This document describes the procedure for changing the network plugin (CNI) in a Deckhouse Kubernetes Platform cluster. The tool used in Deckhouse allows performing the automated migration (e.g., from Flannel to Cilium) with minimal application downtime and without a full restart of the cluster nodes.

  • This guide is applicable for DKP version 1.76 and above. For DKP version 1.75 and earlier, use the Switching CNI from Flannel or Simple bridge to Cilium guide.
  • The tool is not intended for switching to any (third-party) CNI.
  • During the migration process, the target CNI module (ModuleConfig.spec.enabled: true) will be automatically enabled, which must be pre-configured by the cluster administrator.
  • During the migration process, all pods in the cluster using the network (in PodNetwork) created by the current CNI will be restarted. This will cause an interruption in service availability. To minimize the risks of losing critical data, it is highly recommended to stop the operation of the most critical application services yourself before carrying out the work.
  • It is recommended to carry out work during an agreed maintenance window.
  • Before carrying out work, it is necessary to disable external cluster management systems (CI/CD, GitOps, ArgoCD, etc.) that may conflict with the process (e.g., trying to restore deleted pods prematurely or rolling back settings). Also, ensure that the cluster management system does not enable the old CNI module.

Supported CNI switching modes:

  simple-bridge flannel (hostgw) flannel (vxlan) cilium (native) cilium (vxlan)
simple-bridge 🟫 🟩 🟩 🟩 🟩
flannel (hostgw) 🟩 🟫 🟨 🟩 🟩
flannel (vxlan) 🟩 🟨 🟫 🟩 🟩
cilium (native) 🟩 🟩 🟩 🟫 🟨
cilium (vxlan) 🟩 🟩 🟩 🟨 🟫

There are several methods to switch CNI in a DKP cluster.

Method 1: Using the d8 network cni-migration command group of the d8 utility (automated switching)
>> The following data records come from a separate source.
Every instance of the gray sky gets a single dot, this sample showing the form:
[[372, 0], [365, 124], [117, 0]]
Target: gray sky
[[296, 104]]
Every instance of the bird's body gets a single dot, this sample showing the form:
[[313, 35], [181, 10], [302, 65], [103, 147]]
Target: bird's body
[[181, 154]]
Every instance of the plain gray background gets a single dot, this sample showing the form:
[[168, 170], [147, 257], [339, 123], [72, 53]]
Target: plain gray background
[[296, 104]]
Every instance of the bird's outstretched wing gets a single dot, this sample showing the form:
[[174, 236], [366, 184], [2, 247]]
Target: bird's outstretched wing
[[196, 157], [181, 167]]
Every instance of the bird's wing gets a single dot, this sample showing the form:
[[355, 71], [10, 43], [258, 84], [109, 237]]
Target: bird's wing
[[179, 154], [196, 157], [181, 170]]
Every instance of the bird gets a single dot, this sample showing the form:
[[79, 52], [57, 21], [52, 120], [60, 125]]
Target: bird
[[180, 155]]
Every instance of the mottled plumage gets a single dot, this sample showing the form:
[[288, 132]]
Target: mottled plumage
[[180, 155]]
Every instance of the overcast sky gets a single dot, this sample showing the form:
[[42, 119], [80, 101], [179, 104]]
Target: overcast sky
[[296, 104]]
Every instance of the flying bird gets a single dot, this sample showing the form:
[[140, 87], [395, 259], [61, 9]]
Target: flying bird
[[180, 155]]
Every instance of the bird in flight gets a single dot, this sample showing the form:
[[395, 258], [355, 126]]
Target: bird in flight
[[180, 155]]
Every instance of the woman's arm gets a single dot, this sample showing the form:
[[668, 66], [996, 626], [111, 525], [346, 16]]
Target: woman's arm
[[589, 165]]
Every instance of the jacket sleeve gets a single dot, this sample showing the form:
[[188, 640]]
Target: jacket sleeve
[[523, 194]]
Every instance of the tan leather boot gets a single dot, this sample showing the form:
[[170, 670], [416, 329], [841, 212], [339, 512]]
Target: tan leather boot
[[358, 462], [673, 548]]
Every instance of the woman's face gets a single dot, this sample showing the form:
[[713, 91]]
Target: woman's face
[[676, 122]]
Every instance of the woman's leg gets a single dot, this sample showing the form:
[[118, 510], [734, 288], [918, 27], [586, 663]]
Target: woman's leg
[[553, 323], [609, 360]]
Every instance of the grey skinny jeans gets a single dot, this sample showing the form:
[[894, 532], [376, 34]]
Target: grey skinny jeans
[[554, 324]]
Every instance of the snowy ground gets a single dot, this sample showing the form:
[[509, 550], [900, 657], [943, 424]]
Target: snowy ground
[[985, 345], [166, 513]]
The d8 utility provides a command group for managing the migration process.

Starting the migration

To start the process, execute the switch command, specifying the target CNI (e.g., cilium, flannel, or simple-bridge):

d8 network cni-migration switch --to-cni cilium

This command will create the necessary resource in the cluster and start the migration controller. DKP will automatically deploy the necessary components: Manager and Agents in the d8-system namespace.

Monitoring progress

To monitor the progress in real-time, use the command:

d8 network cni-migration watch

You will see a dynamic interface with the following information:

  • Current phase: What exactly is happening at the moment (e.g., CleaningNodes or RestartingPods).
  • Progress: List of successfully completed stages and current status of pending cluster actions.
  • Errors: If a problem occurs on any node, it will be displayed in the Failed Nodes list.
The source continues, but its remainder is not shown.